Eté 1987, Tanzanie, 6 000 mètres d’altitude. Du haut du Kilimandjaro et de mes 15 ans, je contemple l’immense plaine et les nuages, en contrebas. J’ai les larmes aux yeux, le coeur en feu. Dois-je vraiment redescendre?

Cette ascension inoubliable est le point d’orgue de mon dernier périple africain au départ de mon Zaïre natal. Dans quelques semaines, je rejoindrai définitivement la Belgique, ce pays marqué par la froidure et la grisaille, dans lequel toute la création plie douloureusement sous le contrôle de l’homme.

Adieu aux immenses étendues sauvages, aux centaines d’espèces d’animaux libres et aux grands troupeaux, aux randonnées de dizaines de kilomètres sans rencontrer personne, au soleil fidèle, au concert quotidien des grillons sous ma fenêtre, aux tourbillons de papillons colorés au bord des flaques d’eau, à la liberté quasi-absolue, aux sourires omniprésents…

Hiver 1987, Fléron, faubourgs de Liège.
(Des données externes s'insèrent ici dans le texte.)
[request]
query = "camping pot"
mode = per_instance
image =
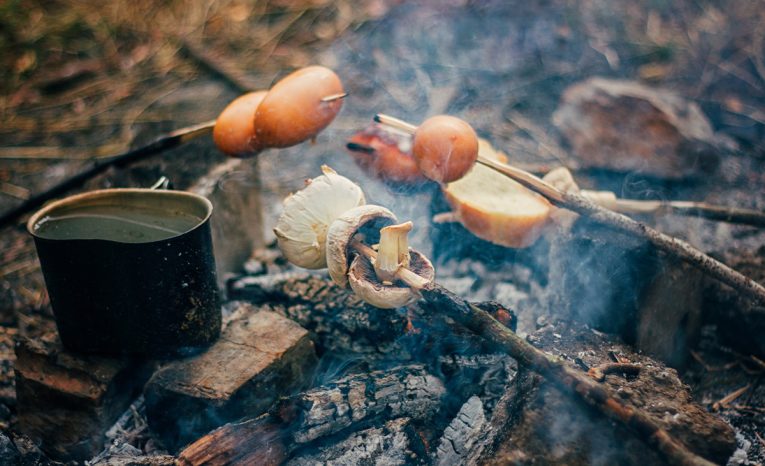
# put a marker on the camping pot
(130, 271)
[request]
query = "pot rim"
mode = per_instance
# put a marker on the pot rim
(110, 192)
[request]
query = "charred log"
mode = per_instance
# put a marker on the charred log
(462, 435)
(255, 441)
(361, 399)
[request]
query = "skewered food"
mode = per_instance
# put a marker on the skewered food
(234, 131)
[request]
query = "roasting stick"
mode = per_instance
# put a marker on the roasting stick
(163, 143)
(579, 204)
(555, 370)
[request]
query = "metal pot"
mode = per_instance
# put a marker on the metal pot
(146, 291)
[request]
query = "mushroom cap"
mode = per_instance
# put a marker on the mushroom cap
(366, 285)
(234, 132)
(365, 219)
(301, 230)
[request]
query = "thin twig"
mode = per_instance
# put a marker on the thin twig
(163, 143)
(583, 206)
(693, 209)
(555, 370)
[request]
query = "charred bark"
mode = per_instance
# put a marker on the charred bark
(393, 443)
(580, 386)
(340, 320)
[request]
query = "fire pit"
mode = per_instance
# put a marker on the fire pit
(373, 316)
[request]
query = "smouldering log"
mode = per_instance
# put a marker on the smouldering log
(360, 399)
(163, 143)
(583, 206)
(255, 441)
(553, 369)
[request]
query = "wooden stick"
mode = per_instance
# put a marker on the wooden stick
(583, 206)
(575, 383)
(333, 97)
(161, 144)
(693, 209)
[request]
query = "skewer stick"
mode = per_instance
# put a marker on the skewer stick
(583, 206)
(333, 97)
(626, 206)
(575, 383)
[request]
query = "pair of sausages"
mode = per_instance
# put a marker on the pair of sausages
(296, 109)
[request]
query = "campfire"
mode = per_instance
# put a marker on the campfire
(424, 297)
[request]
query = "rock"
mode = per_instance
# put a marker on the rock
(626, 126)
(233, 187)
(553, 428)
(259, 357)
(740, 322)
(623, 286)
(8, 453)
(362, 398)
(56, 388)
(254, 441)
(462, 434)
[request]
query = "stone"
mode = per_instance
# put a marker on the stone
(626, 126)
(233, 187)
(86, 394)
(592, 274)
(259, 357)
(740, 322)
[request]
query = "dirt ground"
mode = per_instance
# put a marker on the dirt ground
(82, 80)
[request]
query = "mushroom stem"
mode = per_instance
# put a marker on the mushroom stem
(413, 280)
(393, 251)
(333, 97)
(583, 206)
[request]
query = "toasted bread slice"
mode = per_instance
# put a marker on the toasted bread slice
(497, 209)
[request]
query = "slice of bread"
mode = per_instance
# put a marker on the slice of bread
(497, 209)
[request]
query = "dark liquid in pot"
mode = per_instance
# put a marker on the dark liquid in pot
(126, 224)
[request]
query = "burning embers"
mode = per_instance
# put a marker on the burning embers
(418, 388)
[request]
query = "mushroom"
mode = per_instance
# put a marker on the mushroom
(302, 229)
(375, 280)
(363, 221)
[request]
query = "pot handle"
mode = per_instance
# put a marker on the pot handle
(162, 183)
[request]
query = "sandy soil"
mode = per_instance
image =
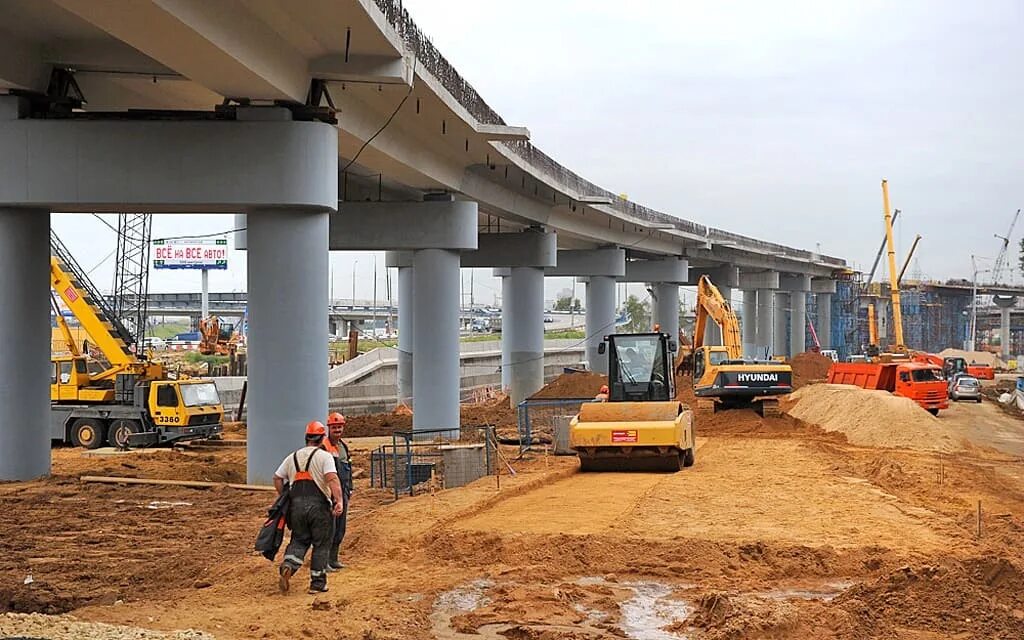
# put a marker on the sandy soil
(781, 529)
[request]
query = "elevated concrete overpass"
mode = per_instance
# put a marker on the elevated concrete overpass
(335, 127)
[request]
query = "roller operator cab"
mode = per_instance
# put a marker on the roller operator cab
(641, 427)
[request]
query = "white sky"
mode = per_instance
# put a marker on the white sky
(775, 120)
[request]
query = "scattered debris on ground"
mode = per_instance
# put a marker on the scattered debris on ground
(583, 384)
(69, 628)
(868, 417)
(838, 522)
(808, 368)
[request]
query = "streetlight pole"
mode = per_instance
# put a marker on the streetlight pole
(351, 322)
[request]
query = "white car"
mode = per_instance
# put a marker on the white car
(154, 342)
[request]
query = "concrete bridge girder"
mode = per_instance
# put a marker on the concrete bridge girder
(179, 166)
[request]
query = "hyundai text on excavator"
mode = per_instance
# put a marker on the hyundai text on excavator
(641, 427)
(126, 400)
(722, 378)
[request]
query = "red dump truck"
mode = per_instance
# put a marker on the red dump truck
(954, 365)
(919, 381)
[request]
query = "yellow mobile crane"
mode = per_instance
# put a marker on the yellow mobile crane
(128, 399)
(722, 379)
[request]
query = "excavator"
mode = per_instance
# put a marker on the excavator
(640, 426)
(722, 378)
(217, 337)
(127, 399)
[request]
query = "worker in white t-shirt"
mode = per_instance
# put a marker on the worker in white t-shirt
(314, 491)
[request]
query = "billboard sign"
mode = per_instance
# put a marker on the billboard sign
(196, 253)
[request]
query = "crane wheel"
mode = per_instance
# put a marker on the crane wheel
(88, 432)
(688, 458)
(121, 431)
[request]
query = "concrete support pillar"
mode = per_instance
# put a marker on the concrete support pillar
(750, 328)
(798, 322)
(779, 343)
(25, 411)
(407, 340)
(764, 321)
(288, 299)
(713, 333)
(823, 326)
(600, 317)
(1005, 304)
(1005, 334)
(666, 311)
(507, 302)
(435, 331)
(522, 332)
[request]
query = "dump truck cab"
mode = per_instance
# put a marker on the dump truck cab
(640, 427)
(919, 381)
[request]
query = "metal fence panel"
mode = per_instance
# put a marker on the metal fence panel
(449, 457)
(537, 418)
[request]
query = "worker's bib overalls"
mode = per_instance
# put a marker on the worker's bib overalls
(310, 521)
(344, 465)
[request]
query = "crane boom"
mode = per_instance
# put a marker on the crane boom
(893, 283)
(1001, 257)
(712, 305)
(909, 255)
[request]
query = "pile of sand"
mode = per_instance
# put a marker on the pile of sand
(584, 384)
(809, 367)
(976, 357)
(869, 418)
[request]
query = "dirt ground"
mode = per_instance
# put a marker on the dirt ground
(780, 529)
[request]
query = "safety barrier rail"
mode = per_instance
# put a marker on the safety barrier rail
(415, 461)
(536, 418)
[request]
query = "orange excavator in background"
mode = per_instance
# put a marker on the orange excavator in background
(217, 337)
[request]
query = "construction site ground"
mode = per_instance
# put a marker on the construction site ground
(781, 529)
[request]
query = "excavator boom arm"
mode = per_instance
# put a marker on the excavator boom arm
(713, 306)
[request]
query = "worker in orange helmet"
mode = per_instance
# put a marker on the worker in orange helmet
(314, 492)
(339, 450)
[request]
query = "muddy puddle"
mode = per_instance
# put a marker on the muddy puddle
(589, 607)
(639, 610)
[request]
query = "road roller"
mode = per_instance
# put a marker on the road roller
(638, 425)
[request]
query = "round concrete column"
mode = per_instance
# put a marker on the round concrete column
(750, 328)
(522, 334)
(508, 301)
(407, 300)
(288, 328)
(26, 367)
(779, 342)
(798, 322)
(666, 309)
(435, 331)
(600, 318)
(823, 326)
(713, 333)
(1005, 304)
(765, 303)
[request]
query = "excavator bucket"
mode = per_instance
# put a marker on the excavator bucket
(633, 436)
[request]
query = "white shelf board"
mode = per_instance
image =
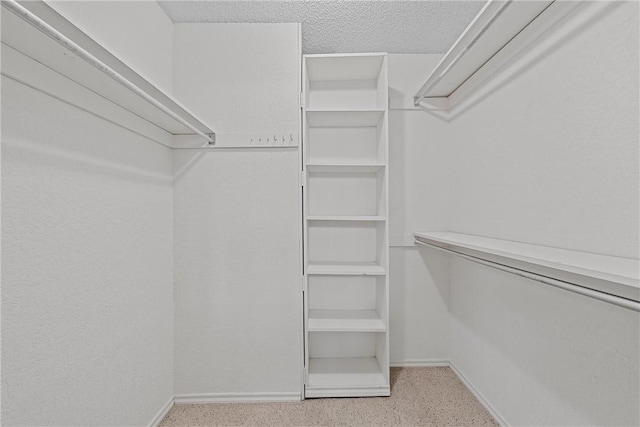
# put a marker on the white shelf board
(345, 372)
(346, 269)
(498, 33)
(345, 321)
(346, 167)
(361, 218)
(344, 118)
(63, 57)
(344, 66)
(613, 275)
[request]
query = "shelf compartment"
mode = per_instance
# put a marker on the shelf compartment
(340, 67)
(346, 269)
(345, 321)
(346, 241)
(346, 193)
(346, 218)
(345, 372)
(346, 137)
(349, 80)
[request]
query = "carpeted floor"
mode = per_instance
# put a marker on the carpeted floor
(419, 397)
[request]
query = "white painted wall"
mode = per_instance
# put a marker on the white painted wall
(137, 32)
(87, 295)
(418, 193)
(551, 158)
(237, 215)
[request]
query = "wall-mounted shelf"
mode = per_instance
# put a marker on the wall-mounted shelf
(501, 30)
(345, 168)
(611, 277)
(54, 56)
(363, 218)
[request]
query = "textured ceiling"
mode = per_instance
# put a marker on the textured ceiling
(331, 26)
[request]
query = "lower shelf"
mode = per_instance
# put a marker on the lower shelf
(345, 321)
(345, 377)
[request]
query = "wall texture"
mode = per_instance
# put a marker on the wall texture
(551, 158)
(418, 196)
(237, 216)
(87, 295)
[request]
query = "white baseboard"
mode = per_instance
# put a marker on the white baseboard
(238, 397)
(162, 412)
(419, 363)
(479, 396)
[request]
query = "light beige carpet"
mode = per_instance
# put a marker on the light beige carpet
(419, 397)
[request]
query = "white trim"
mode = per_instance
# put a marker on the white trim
(162, 412)
(419, 363)
(478, 396)
(238, 397)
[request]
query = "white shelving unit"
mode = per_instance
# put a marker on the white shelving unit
(345, 146)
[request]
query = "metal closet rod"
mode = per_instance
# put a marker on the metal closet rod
(601, 296)
(70, 45)
(426, 87)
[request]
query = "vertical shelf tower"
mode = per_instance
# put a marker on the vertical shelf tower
(345, 121)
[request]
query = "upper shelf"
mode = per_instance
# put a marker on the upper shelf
(37, 31)
(501, 30)
(613, 275)
(361, 66)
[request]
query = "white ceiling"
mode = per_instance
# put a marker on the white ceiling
(332, 26)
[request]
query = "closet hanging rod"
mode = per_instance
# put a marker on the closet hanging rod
(601, 296)
(432, 81)
(47, 29)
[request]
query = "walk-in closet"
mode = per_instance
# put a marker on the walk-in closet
(292, 213)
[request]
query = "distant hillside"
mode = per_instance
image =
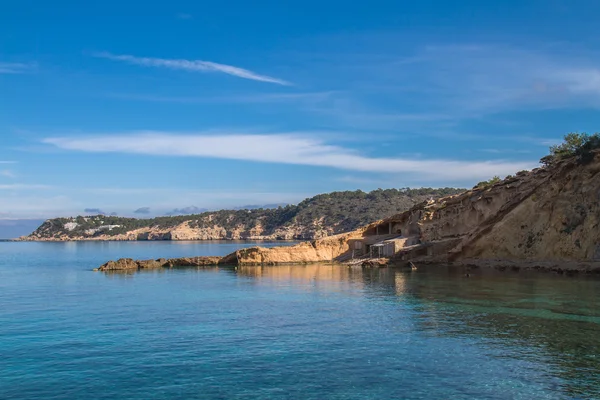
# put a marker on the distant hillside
(315, 217)
(13, 228)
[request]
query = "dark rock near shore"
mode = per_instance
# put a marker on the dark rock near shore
(131, 264)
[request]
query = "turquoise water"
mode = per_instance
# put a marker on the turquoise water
(303, 332)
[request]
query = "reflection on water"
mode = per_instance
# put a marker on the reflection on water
(309, 332)
(544, 316)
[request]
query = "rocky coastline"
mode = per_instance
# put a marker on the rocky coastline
(545, 219)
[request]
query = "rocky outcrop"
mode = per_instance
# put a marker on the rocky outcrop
(314, 218)
(130, 264)
(548, 218)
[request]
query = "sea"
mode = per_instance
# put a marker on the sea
(287, 332)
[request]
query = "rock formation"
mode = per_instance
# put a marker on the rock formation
(546, 218)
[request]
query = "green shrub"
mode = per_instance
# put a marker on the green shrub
(579, 145)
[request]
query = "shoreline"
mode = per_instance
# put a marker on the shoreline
(468, 266)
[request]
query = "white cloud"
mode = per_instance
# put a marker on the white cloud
(257, 98)
(23, 186)
(8, 174)
(192, 65)
(286, 148)
(15, 68)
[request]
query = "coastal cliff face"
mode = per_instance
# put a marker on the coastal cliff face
(547, 218)
(314, 218)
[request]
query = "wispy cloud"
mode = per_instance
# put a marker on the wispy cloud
(7, 174)
(23, 186)
(285, 148)
(258, 98)
(192, 65)
(16, 68)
Je déprime, jour après jour. Ce bruit, ce béton, ces émanations de voitures omniprésentes, ce froid, cette disparition désespérante du soleil, ce stress si tangible et puis cette absence de Nature vraie… Peut-on vivre heureux dans ce pays ?

Automne 1988, Spa, Ardenne. Je respire un peu. Au fil du temps, en ouvrant les yeux, j’ai fini par me rendre compte de la présence de Dame-Nature, malgré l’absence définitive de grands espaces sauvages, malgré le manque cruel de sanctuaires chargés de mystères. Oh bien sûr, pas de gazelles ni de lions, mais l’un ou l’autre renard. Pas des centaines d’espèces d’oiseaux ou de papillons, mais une certaine diversité tout de même. Et puisque je suis amené à vivre dans ce pays surpeuplé, pourquoi ne pas me consacrer à la sauvegarde du dernier espace vaguement sauvage et mythique du pays ? Oui, c’est ça, plus tard, je serai garde-forestier, dans la « grande » forêt ardennaise !

Au fil des années, je me passionne pour le dernier des grands et mythiques animaux de nos forêts : le cerf. Dans le même temps, mon intérêt s’étend à la photographie de la nature en général. Par souhait de faire redécouvrir, apprécier et respecter ce qui nous reste de nature sauvage: regardons cette vie qui grouille autour de nous, qui s’accroche entre les dalles de nos allées de béton, qui vole de branche en branche dans notre pommier, qui gambade dans la prairie d’à côté, juste derrière les maisons…Regardons-la et surtout, faisons en sorte que nos petits enfants puissent eux-aussi s’en émerveiller !

Dans nos régions, malgré l’urbanisation galopante et le rythme effréné de nos modes de vie, bien des choses sont encore à préserver, avant de les rassembler sur l’arche de Noé. Chacun peut agir, à son échelle, selon ses possibilités : d’abord ouvrir les yeux, puis apprendre et enfin, avec modestie, tenter de sensibiliser ».

(Extrait de mon tout premier ouvrage « Instants fragiles », Editions Eole, 2003 -épuisé- ).